Land of the Setting Sun

Let’s pretend that the United States economy is a football team.  The coach calls the play.  The running back runs right up the middle and is thrown for a loss.  What does the coach do on the next play?  Run the ball up the middle for a loss.  And the play after that?  Run the ball up the middle for a loss.  And the play after that?  Run the ball up the middle for a loss.

Other teams see what’s happening to the U.S. economy.  So what do they do?  Run the ball up the middle for a loss.  In Japan, in Europe and elsewhere the losses mount.  What’s the conclusion?

  1. Running the ball up the middle every play will result in a loss, or
  2. We need to run the ball up the middle more often.

JapanThe answer, if you’re paying attention to central banks and the actions of Japanese Prime Minister Shinzo Abe is, of course, B., as logic and politics rarely travel on the same highway.

Formerly the world’s number two economy behind the U.S., Japan’s future couldn’t have been brighter back in the ’80s, when “Japan Inc.” was all the rage.  Today, if there really was a Japan Inc., it would have long ago declared bankruptcy.  The “Land of the Rising Sun” has become the “Land of the Setting Sun.”

“I’d say it’s time to call Abenomics a failure,” according to Jeff Kingston, a professor of politics at Temple University in Tokyo who was quoted in The New York Times. “The recession means Abe has failed to deliver on growth, and he has whiffed the structural reforms.  All that is left is disappointment.”

QE and Spending

Japan has followed the United States down the quantitative easing rabbit hole with the same results – a low rate of growth, fewer high-paying jobs and, of course, a booming stock market to cite as proof that quantitative easing works.

Quantitative easing is almost always accompanied by government “stimulus” spending.  That’s one area where Japan has the U.S. beat – though not by much.  That’s difficult to do, considering the $1 trillion+ budget deficits the U.S. has been running since President Obama took office.  This year, the U.S. federal deficit is down to a half trillion dollars, but it remains far from being under control.
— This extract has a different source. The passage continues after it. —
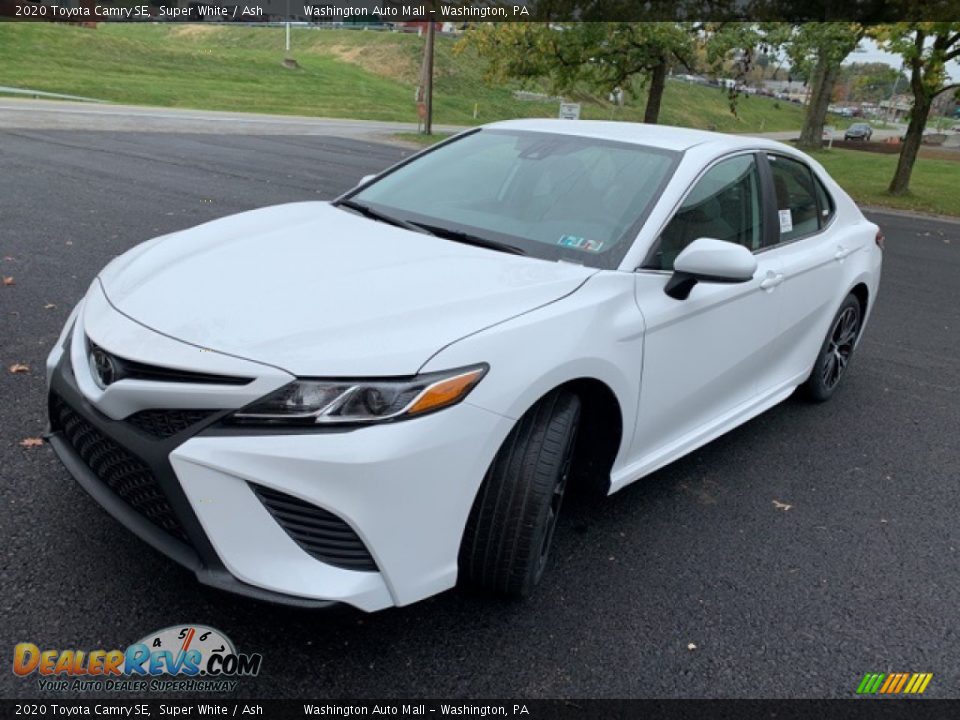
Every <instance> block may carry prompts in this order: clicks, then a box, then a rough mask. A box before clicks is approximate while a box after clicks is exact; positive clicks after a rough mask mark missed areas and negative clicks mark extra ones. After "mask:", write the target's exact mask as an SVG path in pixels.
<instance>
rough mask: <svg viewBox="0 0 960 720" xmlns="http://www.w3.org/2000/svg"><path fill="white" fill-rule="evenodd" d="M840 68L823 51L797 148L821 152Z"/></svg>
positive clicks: (797, 143)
In Japan, government spending is 42% of gross domestic product (GDP), while in the U.S., government spending is over 40% of GDP, according to the 2014 Index of Economic Freedom.  Look at the chart above, though, showing the increase in government debt as a percentage of GDP and you may conclude that Japan is the new Greece.

Government debt has soared from 50% of GDP in 1981 to about 230% of GDP today.

So what has all of that government spending and quantitative easing bought?  A triple-dip recession, with GDP now falling back to what it was before Abenomics began.

Japan’s economy was expected to grow 2.2% in the third quarter.  Instead, it had an “unexpected” drop of 1.6%.  So has the prime minster concluded that massive government spending and easy money are bad for the economy?  No.  Instead he’s calling an election to gather public support for more of the same.

“This is getting hard to believe,” according to David Stockman.  “The announcement that Japan has plunged into a triple dip recession should have been lights out for Abenomics.  But, no, its madman prime minister has now called a snap election to enlist more public support for his campaign to destroy what remains of Japan’s economy.  And what’s worse, he’s not likely to be stopped by the electorate or even the leadership of Japan Inc, which presumably should know better.”

U.S. Catching Up

You could argue that the U.S. is in better shape than Japan.  After all, federal debt in the U.S. is about 105% of GDP, which is less than half of Japan’s debt-to-GDP ratio.  But Japan had a head start with its “lost decade,” which is quickly becoming its “lost two decades.” U.S. Debt-to-GDP Ratio

And the U.S. is doing its best to catch up.  Note that the slope of the U.S. debt-to-GDP ratio is steeper than Japan’s.  And it could just be that the U.S. disguises its debt better than Japan.  The U.S. chart doesn’t include state and local debt, and it doesn’t include unfunded liabilities for programs such as Medicare and Social Security.

So if Keynesian economics doesn’t work, why are world leaders still relying on it?  Why don’t they try other ways of stimulating the economy?

One reason is that doing so would be admitting they are wrong.  That just doesn’t happen in politics.  Another is that they’re government employees; they’ve been bred for Keynesian economics.  It’s all they know.  The overriding reason, though, is that more money for government programs means more power.  When the government becomes big enough, you can even ignore Congress and rule by executive order.

So government policymakers will continue to follow Keynesian policies until, as The New York Times put it, “All that’s left is disappointment.”